We're Eating More, and Enjoying It Less

By Candy Sagon
Washington Post Staff Writer
Wednesday, April 19, 2006

If it seems to you that eating isn't quite as enjoyable as it used to be, you're not alone.

According to a new Pew Research Center survey, only 39 percent of Americans say they greatly enjoy eating -- a drop from the 48 percent who felt that way in a Gallup survey in 1989.

Enjoyment of food has particularly dropped among those who consider themselves overweight -- from 56 percent in 1989 to 42 percent this year -- according to the telephone survey of 2,250 adults. Among those who consider their weight "about right," 44 percent said in 1989 that they greatly enjoyed eating, while only 38 percent feel that way now.

And the reason we're eating more but enjoying it less? In a word: guilt, says Thomas Wadden, director of the Weight and Eating Disorders Program at the University of Pennsylvania's School of Medicine.

"People are feeling guilty" about what they eat, says Wadden. "Two-thirds of women report they're dieting. One-third of men say they want to lose weight. They're forever checking their conscience before digging into that ice cream sundae."

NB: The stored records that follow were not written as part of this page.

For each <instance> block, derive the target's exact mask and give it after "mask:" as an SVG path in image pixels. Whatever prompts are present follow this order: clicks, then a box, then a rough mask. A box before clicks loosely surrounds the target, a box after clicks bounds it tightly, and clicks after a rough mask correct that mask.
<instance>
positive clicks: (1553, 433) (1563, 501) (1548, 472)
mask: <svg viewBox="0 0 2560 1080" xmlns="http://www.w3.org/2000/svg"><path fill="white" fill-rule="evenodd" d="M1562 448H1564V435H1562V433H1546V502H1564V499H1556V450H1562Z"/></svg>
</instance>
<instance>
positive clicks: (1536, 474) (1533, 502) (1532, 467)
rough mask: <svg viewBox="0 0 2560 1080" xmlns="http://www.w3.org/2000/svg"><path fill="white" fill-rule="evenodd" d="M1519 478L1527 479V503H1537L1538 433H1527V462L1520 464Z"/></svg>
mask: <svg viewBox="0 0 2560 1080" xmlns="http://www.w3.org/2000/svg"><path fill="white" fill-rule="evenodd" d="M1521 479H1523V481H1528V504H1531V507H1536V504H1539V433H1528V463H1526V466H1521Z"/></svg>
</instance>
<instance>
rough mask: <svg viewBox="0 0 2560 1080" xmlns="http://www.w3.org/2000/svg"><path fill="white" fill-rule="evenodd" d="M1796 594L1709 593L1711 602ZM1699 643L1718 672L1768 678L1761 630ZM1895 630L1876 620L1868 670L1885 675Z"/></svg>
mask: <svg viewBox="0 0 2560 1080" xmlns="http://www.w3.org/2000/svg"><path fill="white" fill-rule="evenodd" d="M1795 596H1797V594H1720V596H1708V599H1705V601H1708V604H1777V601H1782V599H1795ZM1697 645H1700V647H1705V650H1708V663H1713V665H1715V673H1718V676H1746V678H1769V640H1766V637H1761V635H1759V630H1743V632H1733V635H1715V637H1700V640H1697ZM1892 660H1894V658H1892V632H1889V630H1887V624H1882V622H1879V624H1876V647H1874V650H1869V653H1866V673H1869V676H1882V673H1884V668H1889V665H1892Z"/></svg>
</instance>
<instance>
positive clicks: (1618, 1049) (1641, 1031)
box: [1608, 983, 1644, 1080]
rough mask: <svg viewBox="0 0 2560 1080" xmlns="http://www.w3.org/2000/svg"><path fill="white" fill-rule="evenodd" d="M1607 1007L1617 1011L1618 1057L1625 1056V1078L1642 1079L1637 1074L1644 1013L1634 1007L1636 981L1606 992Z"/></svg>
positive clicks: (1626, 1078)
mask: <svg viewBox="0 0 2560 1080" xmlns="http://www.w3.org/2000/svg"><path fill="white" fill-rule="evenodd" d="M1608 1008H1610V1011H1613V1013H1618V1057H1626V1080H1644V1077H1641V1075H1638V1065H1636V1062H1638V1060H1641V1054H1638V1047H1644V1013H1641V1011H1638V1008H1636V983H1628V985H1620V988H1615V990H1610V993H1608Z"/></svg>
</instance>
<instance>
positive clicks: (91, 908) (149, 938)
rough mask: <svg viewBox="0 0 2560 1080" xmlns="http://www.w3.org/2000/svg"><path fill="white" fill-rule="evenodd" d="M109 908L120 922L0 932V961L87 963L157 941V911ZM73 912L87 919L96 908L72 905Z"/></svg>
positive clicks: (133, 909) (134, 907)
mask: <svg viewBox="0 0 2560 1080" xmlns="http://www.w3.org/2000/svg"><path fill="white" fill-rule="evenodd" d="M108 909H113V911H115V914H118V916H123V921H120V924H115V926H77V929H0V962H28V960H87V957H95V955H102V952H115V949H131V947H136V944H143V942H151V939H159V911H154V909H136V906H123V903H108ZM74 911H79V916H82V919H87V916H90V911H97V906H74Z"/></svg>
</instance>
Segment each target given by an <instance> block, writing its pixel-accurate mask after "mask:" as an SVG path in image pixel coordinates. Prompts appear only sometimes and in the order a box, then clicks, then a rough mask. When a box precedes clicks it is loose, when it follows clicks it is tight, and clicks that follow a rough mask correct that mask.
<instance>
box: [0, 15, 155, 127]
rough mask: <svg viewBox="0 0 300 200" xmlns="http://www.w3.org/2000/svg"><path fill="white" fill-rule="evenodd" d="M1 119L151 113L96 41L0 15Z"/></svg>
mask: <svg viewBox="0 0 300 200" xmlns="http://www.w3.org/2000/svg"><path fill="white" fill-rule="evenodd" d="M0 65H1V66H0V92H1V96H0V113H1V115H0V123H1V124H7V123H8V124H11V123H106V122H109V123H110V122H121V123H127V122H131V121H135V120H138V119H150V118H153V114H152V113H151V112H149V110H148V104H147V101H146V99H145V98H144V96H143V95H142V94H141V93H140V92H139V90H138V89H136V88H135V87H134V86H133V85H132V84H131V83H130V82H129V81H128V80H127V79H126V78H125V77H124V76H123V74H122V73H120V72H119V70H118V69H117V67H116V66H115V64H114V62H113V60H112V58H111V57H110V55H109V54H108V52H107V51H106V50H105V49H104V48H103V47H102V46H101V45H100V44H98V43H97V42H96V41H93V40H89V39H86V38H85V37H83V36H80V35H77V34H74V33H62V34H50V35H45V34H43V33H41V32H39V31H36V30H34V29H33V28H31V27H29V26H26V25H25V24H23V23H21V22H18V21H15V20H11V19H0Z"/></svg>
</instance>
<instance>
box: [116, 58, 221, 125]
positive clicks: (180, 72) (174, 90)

It's also a matter of having food available all the time, he adds. "People are eating continuously now. Food has become a recreational pastime. It's lost its ability to mark a special occasion."

Ironically, given the decline in eating enjoyment, Americans report they're enjoying cooking more, with the biggest increase among men who cook.

In 1989, 25 percent of men told the Gallup poll that they enjoy cooking; in the Pew survey, that number had jumped to 32 percent. Among women, however, enjoyment of cooking has decreased from 39 percent in 1989 to 35 percent today.

We're also having problems with portion control, the survey revealed. Nearly 60 percent of Americans say they find themselves eating more than they should either often or sometimes, and 55 percent say they eat more junk food than they should.

The biggest reason Americans say they eat so much junk food is not because they like it (44 percent found that reason enough), or because it's cheap (24 percent), or even because it's heavily advertised (37 percent), but because it's convenient (73 percent).

That doesn't surprise Wadden. "I think in that sense, food has taken on a utilitarian purpose instead of being something enjoyable. People think, 'I need to eat. This is easy.' It fits their way of life."